L’esercito israeliano intende rimanere a Gaza a lungo termine? Le indicazioni sono in aumento e suggeriscono che il governo Netanyahu abbia messo in moto alcuni aspetti del “piano dei generali” – una strategia volta a svuotare il nord dell’enclave per stabilirvi una zona militare. Gli israeliani stanno già sognando di stabilire degli insediamenti lì, con vista sul mare.
Per Aaron David Miller, ex analista del processo di pace in Medio Oriente presso il Dipartimento di Stato americano, è chiaro che parte del piano dei generali – chiamato anche “piano Eiland” – è stata attuata. “Non ci sono dubbi”, dice. Dovere.

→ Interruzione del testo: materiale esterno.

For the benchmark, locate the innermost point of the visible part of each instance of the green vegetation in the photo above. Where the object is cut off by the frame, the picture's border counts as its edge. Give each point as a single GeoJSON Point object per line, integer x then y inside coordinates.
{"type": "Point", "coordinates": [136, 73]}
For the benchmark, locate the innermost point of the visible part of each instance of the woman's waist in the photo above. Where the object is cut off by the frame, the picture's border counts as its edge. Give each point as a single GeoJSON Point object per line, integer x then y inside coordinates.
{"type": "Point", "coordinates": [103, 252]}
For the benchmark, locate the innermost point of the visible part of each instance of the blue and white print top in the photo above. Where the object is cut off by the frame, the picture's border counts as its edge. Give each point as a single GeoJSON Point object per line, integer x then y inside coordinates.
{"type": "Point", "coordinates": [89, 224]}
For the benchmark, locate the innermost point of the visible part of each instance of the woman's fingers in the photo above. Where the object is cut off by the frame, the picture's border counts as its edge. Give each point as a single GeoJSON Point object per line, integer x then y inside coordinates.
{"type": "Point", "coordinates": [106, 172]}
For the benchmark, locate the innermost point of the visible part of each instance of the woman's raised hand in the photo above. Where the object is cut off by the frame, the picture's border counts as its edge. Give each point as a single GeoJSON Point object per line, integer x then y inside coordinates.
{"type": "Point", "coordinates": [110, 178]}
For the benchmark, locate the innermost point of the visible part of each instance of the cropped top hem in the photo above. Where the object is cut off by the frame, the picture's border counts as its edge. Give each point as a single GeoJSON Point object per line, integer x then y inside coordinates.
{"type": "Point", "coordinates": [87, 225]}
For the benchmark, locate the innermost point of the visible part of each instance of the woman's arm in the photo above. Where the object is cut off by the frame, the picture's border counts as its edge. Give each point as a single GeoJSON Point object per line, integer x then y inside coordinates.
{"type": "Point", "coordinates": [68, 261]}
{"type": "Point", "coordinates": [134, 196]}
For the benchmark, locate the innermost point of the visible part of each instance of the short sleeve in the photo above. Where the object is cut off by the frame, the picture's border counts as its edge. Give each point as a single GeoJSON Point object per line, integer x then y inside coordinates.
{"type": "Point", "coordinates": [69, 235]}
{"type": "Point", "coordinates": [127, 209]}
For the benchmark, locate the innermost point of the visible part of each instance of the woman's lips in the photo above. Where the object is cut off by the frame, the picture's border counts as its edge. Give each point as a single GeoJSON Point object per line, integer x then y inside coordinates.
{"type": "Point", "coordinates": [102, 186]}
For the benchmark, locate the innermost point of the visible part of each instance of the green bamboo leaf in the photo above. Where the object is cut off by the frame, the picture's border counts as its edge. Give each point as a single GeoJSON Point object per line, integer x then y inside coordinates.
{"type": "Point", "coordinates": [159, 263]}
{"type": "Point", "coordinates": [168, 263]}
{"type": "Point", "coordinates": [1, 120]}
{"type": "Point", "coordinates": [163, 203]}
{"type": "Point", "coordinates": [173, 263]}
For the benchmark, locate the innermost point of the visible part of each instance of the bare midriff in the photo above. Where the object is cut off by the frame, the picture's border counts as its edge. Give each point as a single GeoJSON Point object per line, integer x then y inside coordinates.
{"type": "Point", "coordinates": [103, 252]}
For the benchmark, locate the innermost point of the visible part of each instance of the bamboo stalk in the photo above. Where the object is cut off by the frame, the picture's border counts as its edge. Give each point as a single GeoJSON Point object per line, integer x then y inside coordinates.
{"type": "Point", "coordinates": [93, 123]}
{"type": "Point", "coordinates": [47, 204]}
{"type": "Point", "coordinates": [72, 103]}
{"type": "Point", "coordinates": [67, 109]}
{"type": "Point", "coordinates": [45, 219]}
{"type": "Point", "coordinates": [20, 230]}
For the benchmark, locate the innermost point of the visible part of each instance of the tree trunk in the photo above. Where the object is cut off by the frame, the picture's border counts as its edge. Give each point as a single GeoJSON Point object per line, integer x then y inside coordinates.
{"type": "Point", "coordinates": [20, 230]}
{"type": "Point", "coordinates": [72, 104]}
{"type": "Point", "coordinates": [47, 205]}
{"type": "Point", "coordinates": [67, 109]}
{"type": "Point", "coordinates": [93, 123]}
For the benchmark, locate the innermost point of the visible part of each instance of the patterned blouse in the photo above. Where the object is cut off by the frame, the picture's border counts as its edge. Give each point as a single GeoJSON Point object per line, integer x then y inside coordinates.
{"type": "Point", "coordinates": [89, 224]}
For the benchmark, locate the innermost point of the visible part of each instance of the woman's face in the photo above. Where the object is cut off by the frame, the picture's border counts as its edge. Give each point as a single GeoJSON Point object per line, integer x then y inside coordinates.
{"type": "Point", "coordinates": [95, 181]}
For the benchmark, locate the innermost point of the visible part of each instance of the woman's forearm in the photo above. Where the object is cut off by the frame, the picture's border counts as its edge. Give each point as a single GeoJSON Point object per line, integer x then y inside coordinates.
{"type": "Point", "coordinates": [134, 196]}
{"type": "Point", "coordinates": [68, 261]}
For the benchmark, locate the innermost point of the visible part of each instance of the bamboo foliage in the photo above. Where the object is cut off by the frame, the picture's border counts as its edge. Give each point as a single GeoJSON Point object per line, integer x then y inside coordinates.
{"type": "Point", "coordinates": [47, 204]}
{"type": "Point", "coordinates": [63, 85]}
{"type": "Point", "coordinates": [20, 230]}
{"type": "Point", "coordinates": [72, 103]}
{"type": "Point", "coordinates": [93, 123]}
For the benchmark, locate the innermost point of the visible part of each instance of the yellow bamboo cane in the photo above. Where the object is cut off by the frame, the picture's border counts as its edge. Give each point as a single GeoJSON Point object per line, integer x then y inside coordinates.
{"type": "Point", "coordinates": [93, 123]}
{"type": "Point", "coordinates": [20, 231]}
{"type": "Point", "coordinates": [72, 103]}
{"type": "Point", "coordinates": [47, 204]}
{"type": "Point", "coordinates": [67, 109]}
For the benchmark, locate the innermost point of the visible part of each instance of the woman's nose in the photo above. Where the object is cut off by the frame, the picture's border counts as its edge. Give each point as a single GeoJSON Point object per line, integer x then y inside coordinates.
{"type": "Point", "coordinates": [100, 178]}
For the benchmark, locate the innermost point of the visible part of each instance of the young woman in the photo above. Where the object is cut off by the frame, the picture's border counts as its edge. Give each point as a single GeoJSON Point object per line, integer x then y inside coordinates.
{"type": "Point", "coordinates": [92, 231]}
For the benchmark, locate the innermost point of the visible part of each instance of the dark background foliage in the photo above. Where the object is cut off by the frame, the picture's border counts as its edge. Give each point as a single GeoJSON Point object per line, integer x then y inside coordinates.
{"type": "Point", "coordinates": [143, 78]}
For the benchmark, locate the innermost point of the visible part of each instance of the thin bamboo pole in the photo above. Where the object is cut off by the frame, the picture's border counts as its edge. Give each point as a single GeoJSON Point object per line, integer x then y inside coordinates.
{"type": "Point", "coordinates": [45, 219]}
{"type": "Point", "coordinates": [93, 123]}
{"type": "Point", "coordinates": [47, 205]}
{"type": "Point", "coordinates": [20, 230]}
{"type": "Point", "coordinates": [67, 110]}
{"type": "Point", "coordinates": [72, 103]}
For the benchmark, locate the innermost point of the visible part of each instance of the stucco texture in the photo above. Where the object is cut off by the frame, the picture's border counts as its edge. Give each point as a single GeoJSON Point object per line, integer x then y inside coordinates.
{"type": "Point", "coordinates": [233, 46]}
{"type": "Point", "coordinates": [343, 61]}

Il controverso piano – elaborato e reso pubblico a settembre da generali israeliani in pensione – prevede l’espulsione degli oltre 200.000 civili palestinesi rimasti nel nord dell’enclave e il loro spostamento a sud del corridoio di Netzarim, una striscia militarizzata, 4 largo km e lungo 7 km, costruito nei mesi scorsi dalle forze israeliane per separare in due la Striscia di Gaza.
Secondo questo piano, nel nord verrebbe creata una zona militare chiusa, che comprenderebbe circa un terzo del territorio dell’enclave. Tutte le consegne di aiuti umanitari, cibo, acqua e benzina verrebbero quindi interrotte per forzare la resa dei militanti di Hamas e lo sfollamento dei civili.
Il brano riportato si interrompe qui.